[gclist] synchronization cost (was: Garbage collection and XM L)

Boehm, Hans hans_boehm@hp.com
Fri, 9 Mar 2001 14:31:23 -0800

> -----Original Message-----
> From: Emery Berger [mailto:emery@cs.utexas.edu]
> http://developer.intel.com/design/pentium4/manuals/24547203.pdf
> See Chapter 7.1. "For the P6 family processors, locked 
> operations serialize
> all outstanding load and store operations (that is, wait for them to
> complete).
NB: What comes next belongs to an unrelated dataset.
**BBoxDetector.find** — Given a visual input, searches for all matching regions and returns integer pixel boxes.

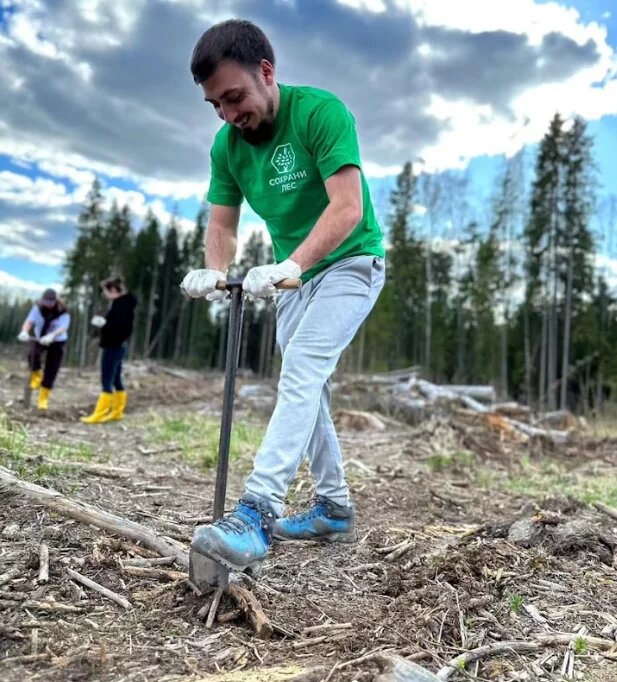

This rule is also true for the Pentium 4 
> processor, with one
> exception: load operations that reference weakly ordered 
> memory types (such
> as the WC memory type) may not be serialized. "

Thanks for the pointer.  This is very interesting.

I read the above statement as dealing more with the memory model than the
implementation.  The processor is normally allowed to move reads to before
logically earlier writes, assuming this is locally consistent.  It may not
do this if the read is part of the atomic operation or a later read.  Thus I
assume it basically has to wait for any store buffers to drain to the cache
before beginning the read.  That seems like an unavoidable cost given the
way the operation is defined.  It doesn't imply to me that the rest of the
processor necessarily has to be idle.

The following statement is also enlightening:

"Because frequently used memory locations are often cached in
a processor's L1 or L2 caches, atomic operations can often be carried out
inside a processor's
caches without asserting the bus lock. Here the processor's cache coherency
protocols insure
that other processors that are caching the same memory locations are managed
properly while
atomic operations are performed on cached memory locations."

Later text is explicit that for P6 and later, the bus is NOT locked for
atomic operations if the processor already has exclusive access to the cache
line.  I believe this is similar to most other recent processors.